He was about to turn away from the window when his skin sunk like melted wax on his muscles. In the yard below, where he kept the bins, something familiar was hanging over the edge of the one closest to the gate.

It was a human arm.

Emma’s arm!

And the rubbish collectors were climbing out of their truck and making their rounds!

He almost lost his balance descending the stairs, jumping from the last few, hitting the floor with a heavy, loud thud. Pain lanced through his bare feet, but he ignored it in his haste to reach the yard before the collectors could.

“It’s okay, lads,” he said, steadily pulling the bins closer to the house. The ground was wet from the previous evening’s rainfall, but he knew he could survive a pair of soggy feet. “They’re bloody empty anyway.”

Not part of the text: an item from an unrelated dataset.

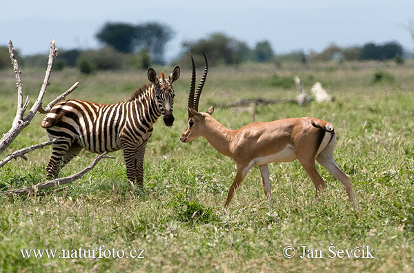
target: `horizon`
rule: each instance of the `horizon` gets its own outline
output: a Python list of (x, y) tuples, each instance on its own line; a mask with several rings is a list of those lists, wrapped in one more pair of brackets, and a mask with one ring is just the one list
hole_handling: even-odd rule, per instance
[[(94, 49), (101, 46), (95, 35), (106, 22), (157, 21), (175, 32), (165, 50), (167, 62), (182, 53), (184, 41), (196, 41), (216, 32), (245, 41), (250, 48), (268, 40), (275, 55), (321, 52), (332, 43), (344, 48), (393, 41), (409, 54), (414, 48), (414, 41), (405, 28), (414, 19), (410, 13), (414, 10), (414, 2), (408, 1), (389, 3), (319, 0), (310, 3), (297, 0), (269, 4), (258, 0), (240, 4), (215, 0), (208, 6), (189, 0), (175, 5), (165, 1), (158, 1), (157, 6), (130, 0), (124, 3), (121, 7), (97, 0), (74, 0), (70, 6), (59, 2), (52, 6), (43, 0), (23, 1), (20, 10), (6, 12), (0, 19), (0, 45), (12, 40), (22, 55), (47, 54), (53, 38), (61, 50)], [(14, 9), (12, 3), (4, 6), (4, 10)], [(51, 7), (55, 12), (46, 12)]]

The two council workers gave a shrug before moving on to the next yard.

The grin upon his face was starting to hurt. But when he was confident that nobody could see, John pulled the bin inside the kitchen, despite the stench arising from it.

The arm dangled lifelessly from the bin; thin blue veins criss-crossed the pallid flesh like creeping ivy. He wanted to throw up, but there was no time.

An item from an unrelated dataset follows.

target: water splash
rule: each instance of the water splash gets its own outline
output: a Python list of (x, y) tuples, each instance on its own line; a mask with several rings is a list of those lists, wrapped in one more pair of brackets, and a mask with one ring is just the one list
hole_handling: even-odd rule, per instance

He knew he had broken the speed limit, but that didn’t matter. If he had been caught by camera then so be it, he thought, shrugging his boots from his feet, ignoring the thick, wet clods of earth he had trailed through the hallway. He needed sleep. The sun was setting, and the birds sang softly in the tree outside. But he just craved his bed.

The body was now buried in a shallow grave over fifty miles away.

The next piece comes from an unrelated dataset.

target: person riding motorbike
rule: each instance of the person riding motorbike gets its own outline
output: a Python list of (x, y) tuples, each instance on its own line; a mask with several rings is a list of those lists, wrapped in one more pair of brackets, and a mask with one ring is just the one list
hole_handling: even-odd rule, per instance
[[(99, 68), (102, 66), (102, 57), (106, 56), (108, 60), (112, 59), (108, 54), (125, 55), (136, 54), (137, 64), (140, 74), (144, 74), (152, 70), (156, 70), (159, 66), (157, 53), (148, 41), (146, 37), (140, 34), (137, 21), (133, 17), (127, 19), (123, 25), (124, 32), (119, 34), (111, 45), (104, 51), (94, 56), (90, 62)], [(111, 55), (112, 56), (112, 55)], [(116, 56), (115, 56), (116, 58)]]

 The next morning, as he lifted his head from the pillow, Emma was there beside him, just like the devoted wife she had been in life.

Her flesh was almost a green hue, mottled and loose. Her eyes had vanished, leaving two black and fathomless orbits. But they looked upon him as though the darkness was pure hatred. She was covered in the earth that he had buried her in the previous evening, and now John wanted to claw at her ghastly face, tear her fucking head clean from her shoulders!

That’s when he heard the strained sound of laughter. He surveyed the room, but it was coming from without. John closed his eyes and inhaled deeply, knowing what was coming next.

He gave Emma a wide berth as he made his way to the window and looked down. Bob Carpenter was looking up at him, a hand at his wide brimmed hat in salutation. He could do nothing but watch the figure walk away, disappearing behind a bush.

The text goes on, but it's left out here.